A beef supply surge could be headed towards cold storage.
The buildup is likely to come because of higher feedlot placements in the spring, says Rich Nelson, chief strategist with Allendale, Inc.
March feedlot placements were up 5% from 2015 with a total of 1.89 million head of cattle entering feedlots. The trend continued to increase with April placements up 7% and May rising by 10% compared to 2015.
The latest USDA Cattle on Feed reports have shown the placement numbers slowing down with June increasing just 3% and July up 2% from the previous year.
“Keep in mind we’re going to have a contra-seasonal issue in the beef industry,” Nelson adds.
Weekly kills have been approximately 579,000 head during August, but by mid-September it should rise to the 621,000 head level.
Beef cold storage was up 2% to end July compared to last year, according to USDA. Cold storage was also up 2% from the previous month with more than 460 million lb. in warehouses.

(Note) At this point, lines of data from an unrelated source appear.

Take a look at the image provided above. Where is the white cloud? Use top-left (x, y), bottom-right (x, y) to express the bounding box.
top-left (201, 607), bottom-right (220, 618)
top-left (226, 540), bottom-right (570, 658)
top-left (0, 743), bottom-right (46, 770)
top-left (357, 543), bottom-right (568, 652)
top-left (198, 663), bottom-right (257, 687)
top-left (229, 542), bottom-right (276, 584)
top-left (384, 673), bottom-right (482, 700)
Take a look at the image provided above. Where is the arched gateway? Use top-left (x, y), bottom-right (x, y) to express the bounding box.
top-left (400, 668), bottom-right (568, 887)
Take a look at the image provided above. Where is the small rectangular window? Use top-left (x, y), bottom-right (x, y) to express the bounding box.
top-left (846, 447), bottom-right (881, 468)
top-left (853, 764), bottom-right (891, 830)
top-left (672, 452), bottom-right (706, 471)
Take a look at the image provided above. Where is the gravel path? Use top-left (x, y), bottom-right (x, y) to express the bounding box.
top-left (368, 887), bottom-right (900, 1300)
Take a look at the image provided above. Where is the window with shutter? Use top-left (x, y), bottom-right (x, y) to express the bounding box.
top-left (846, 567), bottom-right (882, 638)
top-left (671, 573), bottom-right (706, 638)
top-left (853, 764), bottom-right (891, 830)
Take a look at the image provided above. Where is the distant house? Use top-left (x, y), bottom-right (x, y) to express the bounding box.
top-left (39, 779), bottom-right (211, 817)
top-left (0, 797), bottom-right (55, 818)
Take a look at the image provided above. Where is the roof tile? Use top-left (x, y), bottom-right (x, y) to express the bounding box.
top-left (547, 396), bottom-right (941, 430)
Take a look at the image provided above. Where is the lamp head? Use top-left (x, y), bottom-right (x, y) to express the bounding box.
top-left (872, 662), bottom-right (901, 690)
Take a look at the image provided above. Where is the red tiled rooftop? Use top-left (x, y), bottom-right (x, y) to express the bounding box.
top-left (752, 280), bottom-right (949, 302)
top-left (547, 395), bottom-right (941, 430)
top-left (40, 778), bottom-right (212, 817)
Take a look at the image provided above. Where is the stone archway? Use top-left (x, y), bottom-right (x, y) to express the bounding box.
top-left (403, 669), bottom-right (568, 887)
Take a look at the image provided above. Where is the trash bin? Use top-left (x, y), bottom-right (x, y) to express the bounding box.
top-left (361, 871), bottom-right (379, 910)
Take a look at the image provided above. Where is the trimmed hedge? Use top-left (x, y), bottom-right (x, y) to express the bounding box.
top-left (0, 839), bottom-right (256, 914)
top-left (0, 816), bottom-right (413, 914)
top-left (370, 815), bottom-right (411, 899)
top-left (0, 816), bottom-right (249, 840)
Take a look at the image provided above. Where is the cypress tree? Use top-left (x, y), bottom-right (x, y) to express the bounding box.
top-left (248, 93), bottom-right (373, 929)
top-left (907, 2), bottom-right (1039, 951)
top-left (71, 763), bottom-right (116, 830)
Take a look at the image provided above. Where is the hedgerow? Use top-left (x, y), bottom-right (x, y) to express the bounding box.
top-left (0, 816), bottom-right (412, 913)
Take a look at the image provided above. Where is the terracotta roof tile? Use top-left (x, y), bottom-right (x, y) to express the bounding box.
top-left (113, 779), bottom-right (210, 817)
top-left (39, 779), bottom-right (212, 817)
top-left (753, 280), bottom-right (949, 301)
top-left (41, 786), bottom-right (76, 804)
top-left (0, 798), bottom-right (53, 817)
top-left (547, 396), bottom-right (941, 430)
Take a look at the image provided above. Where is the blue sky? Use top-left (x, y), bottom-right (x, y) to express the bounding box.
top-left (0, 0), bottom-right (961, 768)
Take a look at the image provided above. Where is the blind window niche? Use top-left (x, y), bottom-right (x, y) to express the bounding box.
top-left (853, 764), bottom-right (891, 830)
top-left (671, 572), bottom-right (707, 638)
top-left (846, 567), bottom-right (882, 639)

Nelson doesn’t expect the increased beef supply to impact consumer beef prices. However, he believes live cattle should fall.
Estimates from Allendale project cash cattle to fall to $108/cwt this month.
It may be challenging for cow-calf producers selling calves in the coming months, says Nelson.
The prospects for a bull market aren’t looking likely with the current expansion situation in poultry and pork.
“On the good news side, producers have started to cut back already. Cow slaughter is up and we’re putting these open heifers in feedlots,” Nelson says. “The downside, it won’t help us until 2018.”